The heart can be mechanically assisted to function normally. Patients with life-threatening heart rhythms can be cardioverted (shocked with electricity) back into a normal rhythm.

A temporary cardiac pacemaker must be placed when the heart’s electrical system fails. Patients may also be placed on either a partial or complete mechanical system to support the heart.

An artificial kidney known as a dialysis machine is used by people whose kidneys have failed. They rely on it until they undergo renal transplant. Kidney is an organ which gets rid of waste products from the body. When it fails, these waste products will be injurious to the body.

In Nigeria, a dialysis machine costs between N3m and N5m. About 50 centres in Nigeria have the machines. The Medical Director of Medicare Clinic, Ota, Ogun State, Dr. Oluwole Kukoyi, whose hospital has one, said that a patient could spend between two and four hours on a session of dialysis. According to him, the patient may require three sessions in a week. Each session costs between N 15,000 and N30,000.

However, life support machines are not only used for those who are in a coma or critically ill. Medical experts explained that they could also be used for those who have life-threatening ailments.

According to www.deathreference.com, “A dialysis machine may only be used for a short time; for many patients, they spend the rest of their lives—or until they receive a kidney transplant— on this artificial blood-cleansing system.”

Patients can also be afflicted by diseases that make it difficult for them to eat.
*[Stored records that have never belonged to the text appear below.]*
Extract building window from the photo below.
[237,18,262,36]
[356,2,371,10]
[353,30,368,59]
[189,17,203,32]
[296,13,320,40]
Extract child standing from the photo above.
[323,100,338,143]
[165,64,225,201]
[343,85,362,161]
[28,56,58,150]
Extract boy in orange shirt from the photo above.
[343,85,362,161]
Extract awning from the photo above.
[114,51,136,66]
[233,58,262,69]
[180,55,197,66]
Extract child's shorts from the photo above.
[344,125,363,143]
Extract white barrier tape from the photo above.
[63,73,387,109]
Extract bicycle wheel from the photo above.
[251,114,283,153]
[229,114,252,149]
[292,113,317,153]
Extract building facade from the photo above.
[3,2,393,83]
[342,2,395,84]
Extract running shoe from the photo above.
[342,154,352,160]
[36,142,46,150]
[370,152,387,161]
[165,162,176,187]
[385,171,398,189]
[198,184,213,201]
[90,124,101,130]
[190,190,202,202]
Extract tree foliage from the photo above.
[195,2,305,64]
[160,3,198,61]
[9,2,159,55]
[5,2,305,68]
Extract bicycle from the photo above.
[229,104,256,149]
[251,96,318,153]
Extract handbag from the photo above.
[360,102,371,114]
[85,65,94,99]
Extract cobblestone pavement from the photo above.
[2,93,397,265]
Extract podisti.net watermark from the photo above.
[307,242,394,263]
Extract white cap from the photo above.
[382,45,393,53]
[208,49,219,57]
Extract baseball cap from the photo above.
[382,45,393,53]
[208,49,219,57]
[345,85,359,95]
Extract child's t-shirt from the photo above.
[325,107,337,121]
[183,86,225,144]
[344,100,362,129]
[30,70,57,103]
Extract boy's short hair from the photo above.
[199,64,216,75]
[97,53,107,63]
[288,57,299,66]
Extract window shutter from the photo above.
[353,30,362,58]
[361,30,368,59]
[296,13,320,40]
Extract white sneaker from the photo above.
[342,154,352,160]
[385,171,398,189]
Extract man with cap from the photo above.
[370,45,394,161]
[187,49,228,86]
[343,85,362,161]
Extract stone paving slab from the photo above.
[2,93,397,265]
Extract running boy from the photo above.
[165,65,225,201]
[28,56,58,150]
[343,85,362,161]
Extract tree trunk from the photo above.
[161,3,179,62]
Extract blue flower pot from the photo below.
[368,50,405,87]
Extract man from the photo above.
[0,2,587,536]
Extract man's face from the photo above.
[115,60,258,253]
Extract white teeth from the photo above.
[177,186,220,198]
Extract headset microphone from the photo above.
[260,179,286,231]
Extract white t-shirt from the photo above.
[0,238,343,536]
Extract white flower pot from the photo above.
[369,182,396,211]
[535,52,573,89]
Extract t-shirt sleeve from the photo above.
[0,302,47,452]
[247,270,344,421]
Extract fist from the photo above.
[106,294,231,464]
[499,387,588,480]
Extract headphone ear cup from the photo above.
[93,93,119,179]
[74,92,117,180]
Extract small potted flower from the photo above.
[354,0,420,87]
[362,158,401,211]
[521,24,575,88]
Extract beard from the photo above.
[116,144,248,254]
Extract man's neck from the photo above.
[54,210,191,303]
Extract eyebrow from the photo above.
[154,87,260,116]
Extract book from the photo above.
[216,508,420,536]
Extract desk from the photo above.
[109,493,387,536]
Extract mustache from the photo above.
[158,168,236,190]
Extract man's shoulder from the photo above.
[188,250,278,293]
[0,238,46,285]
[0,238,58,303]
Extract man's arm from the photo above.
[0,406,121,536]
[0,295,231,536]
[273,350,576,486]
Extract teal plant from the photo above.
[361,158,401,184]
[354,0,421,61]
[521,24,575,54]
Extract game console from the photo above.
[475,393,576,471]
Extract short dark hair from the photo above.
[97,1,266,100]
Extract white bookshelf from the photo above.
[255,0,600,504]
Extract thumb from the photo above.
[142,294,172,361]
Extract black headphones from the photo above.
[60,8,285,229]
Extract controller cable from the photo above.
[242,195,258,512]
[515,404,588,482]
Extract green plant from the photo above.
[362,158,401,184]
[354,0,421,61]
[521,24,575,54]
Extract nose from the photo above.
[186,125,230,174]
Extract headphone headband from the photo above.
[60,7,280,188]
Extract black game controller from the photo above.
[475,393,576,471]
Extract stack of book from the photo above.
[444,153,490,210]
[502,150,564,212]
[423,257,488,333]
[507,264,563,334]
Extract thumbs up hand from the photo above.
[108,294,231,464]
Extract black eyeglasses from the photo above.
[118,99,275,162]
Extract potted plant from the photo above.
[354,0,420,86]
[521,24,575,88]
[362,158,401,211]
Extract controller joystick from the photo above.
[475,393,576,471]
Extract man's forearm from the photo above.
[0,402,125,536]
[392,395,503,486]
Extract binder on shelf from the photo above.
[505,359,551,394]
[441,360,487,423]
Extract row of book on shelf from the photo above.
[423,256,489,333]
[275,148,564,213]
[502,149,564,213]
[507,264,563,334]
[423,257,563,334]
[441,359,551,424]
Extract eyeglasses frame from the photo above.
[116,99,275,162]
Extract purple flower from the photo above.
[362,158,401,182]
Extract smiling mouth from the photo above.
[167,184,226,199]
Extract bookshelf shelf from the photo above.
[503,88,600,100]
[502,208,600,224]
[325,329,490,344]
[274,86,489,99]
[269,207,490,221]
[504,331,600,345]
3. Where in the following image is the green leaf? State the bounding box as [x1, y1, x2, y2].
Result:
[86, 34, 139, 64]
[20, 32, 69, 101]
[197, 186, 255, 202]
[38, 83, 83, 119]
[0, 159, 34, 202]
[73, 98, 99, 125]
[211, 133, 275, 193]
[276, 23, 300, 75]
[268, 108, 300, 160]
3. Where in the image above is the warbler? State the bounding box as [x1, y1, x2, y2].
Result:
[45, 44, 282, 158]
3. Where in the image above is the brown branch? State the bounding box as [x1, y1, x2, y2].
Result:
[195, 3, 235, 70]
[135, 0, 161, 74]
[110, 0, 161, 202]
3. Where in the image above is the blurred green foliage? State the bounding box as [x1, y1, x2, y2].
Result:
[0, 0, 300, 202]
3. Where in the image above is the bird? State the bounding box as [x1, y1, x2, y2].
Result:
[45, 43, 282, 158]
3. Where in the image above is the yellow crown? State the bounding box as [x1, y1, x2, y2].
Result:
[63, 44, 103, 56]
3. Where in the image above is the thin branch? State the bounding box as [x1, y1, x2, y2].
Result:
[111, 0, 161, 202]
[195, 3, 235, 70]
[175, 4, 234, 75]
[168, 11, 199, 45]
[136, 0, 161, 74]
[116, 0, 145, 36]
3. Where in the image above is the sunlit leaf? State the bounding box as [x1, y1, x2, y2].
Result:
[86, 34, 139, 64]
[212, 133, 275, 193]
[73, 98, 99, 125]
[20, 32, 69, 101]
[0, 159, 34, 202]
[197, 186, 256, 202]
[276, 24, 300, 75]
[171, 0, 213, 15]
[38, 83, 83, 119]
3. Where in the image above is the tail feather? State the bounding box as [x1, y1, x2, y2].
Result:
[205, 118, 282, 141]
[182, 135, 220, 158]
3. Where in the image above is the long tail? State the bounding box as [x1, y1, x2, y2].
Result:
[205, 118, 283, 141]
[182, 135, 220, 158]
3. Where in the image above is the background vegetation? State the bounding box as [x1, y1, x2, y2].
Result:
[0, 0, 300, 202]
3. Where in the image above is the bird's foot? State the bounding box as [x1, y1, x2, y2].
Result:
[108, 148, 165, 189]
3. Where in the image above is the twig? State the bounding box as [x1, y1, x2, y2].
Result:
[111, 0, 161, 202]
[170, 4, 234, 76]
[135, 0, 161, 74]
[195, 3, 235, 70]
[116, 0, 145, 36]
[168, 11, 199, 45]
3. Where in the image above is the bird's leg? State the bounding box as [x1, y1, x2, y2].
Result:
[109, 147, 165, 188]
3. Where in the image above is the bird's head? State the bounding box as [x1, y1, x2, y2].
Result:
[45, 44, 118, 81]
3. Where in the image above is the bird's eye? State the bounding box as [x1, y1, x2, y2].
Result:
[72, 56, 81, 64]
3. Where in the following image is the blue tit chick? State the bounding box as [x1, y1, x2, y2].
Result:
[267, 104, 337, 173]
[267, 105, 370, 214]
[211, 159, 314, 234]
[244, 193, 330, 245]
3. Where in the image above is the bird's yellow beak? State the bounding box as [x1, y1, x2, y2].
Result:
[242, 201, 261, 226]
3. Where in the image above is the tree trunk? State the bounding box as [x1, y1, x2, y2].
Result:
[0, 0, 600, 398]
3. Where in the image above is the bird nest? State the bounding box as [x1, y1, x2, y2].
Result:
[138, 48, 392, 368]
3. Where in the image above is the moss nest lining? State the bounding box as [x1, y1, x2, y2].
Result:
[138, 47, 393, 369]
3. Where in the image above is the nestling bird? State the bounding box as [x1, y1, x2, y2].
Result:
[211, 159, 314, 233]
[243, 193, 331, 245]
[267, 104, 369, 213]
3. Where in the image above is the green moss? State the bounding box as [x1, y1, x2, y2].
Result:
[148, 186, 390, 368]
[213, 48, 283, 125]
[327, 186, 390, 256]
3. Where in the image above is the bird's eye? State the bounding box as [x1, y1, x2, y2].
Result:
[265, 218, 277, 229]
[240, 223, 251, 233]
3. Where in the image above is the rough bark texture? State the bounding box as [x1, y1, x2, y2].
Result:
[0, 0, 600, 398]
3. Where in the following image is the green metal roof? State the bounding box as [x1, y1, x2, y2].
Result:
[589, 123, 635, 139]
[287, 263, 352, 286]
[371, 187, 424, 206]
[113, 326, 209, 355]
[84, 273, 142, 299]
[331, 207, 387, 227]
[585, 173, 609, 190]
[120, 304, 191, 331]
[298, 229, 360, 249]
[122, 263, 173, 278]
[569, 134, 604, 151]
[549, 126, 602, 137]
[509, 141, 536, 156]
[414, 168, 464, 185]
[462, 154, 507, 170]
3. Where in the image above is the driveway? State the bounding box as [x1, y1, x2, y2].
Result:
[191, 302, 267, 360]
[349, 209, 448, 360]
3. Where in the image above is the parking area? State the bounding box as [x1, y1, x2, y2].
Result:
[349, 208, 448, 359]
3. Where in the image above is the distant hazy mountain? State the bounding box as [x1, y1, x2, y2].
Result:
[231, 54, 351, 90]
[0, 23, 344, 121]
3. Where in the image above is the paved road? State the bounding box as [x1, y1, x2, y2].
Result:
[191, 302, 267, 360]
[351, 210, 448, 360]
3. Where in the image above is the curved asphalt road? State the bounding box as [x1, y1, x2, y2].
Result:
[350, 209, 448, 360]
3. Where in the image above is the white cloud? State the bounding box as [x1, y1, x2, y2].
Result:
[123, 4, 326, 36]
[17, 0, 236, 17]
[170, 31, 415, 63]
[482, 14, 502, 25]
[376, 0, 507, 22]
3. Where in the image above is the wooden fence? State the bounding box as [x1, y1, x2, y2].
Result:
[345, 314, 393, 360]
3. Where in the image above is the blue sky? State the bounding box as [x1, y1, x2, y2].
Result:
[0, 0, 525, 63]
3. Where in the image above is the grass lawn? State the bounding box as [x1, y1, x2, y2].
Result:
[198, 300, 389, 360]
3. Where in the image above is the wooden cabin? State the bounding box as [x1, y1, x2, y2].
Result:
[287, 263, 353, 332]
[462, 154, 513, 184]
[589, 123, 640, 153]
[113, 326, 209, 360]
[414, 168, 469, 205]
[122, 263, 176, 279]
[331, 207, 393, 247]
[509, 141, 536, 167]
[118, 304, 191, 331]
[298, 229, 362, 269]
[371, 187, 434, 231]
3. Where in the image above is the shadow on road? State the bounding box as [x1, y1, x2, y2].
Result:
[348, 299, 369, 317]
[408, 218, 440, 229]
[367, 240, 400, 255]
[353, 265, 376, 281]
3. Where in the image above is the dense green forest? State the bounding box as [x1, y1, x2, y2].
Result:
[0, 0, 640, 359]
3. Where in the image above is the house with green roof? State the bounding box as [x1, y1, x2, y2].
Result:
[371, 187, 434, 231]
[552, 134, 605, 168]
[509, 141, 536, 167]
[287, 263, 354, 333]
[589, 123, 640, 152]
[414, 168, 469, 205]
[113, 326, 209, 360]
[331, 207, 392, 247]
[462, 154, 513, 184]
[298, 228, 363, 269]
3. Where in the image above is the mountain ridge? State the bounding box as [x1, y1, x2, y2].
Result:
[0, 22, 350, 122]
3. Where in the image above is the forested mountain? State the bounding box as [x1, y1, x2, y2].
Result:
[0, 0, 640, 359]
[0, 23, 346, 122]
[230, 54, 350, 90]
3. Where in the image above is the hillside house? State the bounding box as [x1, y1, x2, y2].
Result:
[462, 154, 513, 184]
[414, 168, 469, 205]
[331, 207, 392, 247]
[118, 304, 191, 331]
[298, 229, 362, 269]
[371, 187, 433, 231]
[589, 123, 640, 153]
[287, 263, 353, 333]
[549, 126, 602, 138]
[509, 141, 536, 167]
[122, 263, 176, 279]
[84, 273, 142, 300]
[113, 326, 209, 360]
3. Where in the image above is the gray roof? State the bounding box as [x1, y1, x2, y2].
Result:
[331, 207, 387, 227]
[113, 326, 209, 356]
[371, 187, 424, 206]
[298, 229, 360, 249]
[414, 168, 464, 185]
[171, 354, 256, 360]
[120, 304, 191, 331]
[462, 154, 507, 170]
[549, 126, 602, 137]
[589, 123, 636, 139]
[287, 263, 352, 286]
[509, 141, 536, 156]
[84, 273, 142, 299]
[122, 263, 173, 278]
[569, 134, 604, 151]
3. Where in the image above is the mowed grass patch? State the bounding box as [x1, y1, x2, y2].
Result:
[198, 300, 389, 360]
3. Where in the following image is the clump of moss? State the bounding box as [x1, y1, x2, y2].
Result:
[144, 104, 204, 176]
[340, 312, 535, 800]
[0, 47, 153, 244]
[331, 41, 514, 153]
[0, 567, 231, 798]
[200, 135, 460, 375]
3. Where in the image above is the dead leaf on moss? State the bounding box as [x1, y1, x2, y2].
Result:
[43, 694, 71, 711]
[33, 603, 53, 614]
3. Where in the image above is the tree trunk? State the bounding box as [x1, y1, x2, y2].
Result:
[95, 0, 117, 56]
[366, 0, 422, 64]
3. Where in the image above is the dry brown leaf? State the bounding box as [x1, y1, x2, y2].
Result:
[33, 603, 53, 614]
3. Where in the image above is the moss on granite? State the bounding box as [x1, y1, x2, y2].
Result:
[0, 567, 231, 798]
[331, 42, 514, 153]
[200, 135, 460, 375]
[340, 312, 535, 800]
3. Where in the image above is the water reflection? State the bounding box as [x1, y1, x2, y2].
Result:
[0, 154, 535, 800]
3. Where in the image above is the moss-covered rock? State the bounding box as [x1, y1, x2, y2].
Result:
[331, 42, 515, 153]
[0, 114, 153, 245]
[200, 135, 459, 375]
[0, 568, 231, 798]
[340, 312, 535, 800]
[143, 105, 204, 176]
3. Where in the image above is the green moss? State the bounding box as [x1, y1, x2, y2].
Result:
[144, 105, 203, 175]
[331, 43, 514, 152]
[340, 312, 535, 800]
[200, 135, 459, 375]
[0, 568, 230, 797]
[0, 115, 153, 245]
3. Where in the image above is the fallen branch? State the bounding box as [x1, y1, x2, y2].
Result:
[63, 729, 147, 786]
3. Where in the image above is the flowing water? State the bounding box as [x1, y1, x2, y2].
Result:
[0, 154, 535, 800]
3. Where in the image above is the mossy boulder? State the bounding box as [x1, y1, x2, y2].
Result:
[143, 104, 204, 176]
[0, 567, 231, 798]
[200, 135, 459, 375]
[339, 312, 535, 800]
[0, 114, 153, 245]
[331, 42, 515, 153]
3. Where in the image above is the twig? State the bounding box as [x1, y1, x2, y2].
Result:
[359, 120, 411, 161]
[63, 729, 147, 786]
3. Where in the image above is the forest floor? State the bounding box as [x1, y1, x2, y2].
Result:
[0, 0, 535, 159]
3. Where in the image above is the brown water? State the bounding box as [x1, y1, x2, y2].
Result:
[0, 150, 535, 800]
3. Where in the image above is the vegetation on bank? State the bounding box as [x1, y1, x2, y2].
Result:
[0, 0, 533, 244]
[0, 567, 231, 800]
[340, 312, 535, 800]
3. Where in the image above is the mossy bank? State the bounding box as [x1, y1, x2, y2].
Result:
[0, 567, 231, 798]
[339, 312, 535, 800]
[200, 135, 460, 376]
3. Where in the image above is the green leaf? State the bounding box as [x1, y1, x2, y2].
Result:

Even if they eat, they may not be able to take in enough calories. Such people receive nutrition and hydration through a device known as nasogastric tube or intravenous.

Intravenous plastic catheter (tube) is inserted into the veins. Fluids, medications, nutrition preparations, and blood products are administered through IV catheters. Patients in ICU often have multiple IVs.

The tubes, which are disposable, cost between $2 and $4 in the United States. The minimum number that is sold is 200.

Ogunleye explained that a patient could not use a nasogastric tube for more than two weeks.

Other types of life support include blood and blood product transfusions and insulin if patients are in diabetic crisis. Patients, especially those with cancer affecting their spinal cord or bone marrow, may receive emergency anticancer drugs or radiation therapy.

In developed countries, apart from hospitals, individuals also acquire life support machines for their personal use at home. According to http://www.ehow.com, “ The use of noninvasive ventilators are becoming more popular for those who wish to live at home. Patients who receive dialysis are able to reside at home while visiting a dialysis treatment centre on scheduled days.”

But Ogunleye said that it could be difficult for a person on any life support machine to do any rigorous work. The Chairman of the Lagos State branch of the Nigerian Medical Association, Dr. Adedamola Dada, also said that the NMA should be allowed to set up a medical team to assess the President’s health.

If Yar’Adua returns this week, can he perform his duties effectively, if he relies on any of these machines? Analysts have said that it is human for Yar’Adua to be ill, but their concern is that some people can cash in on his condition to achieve their personal goals.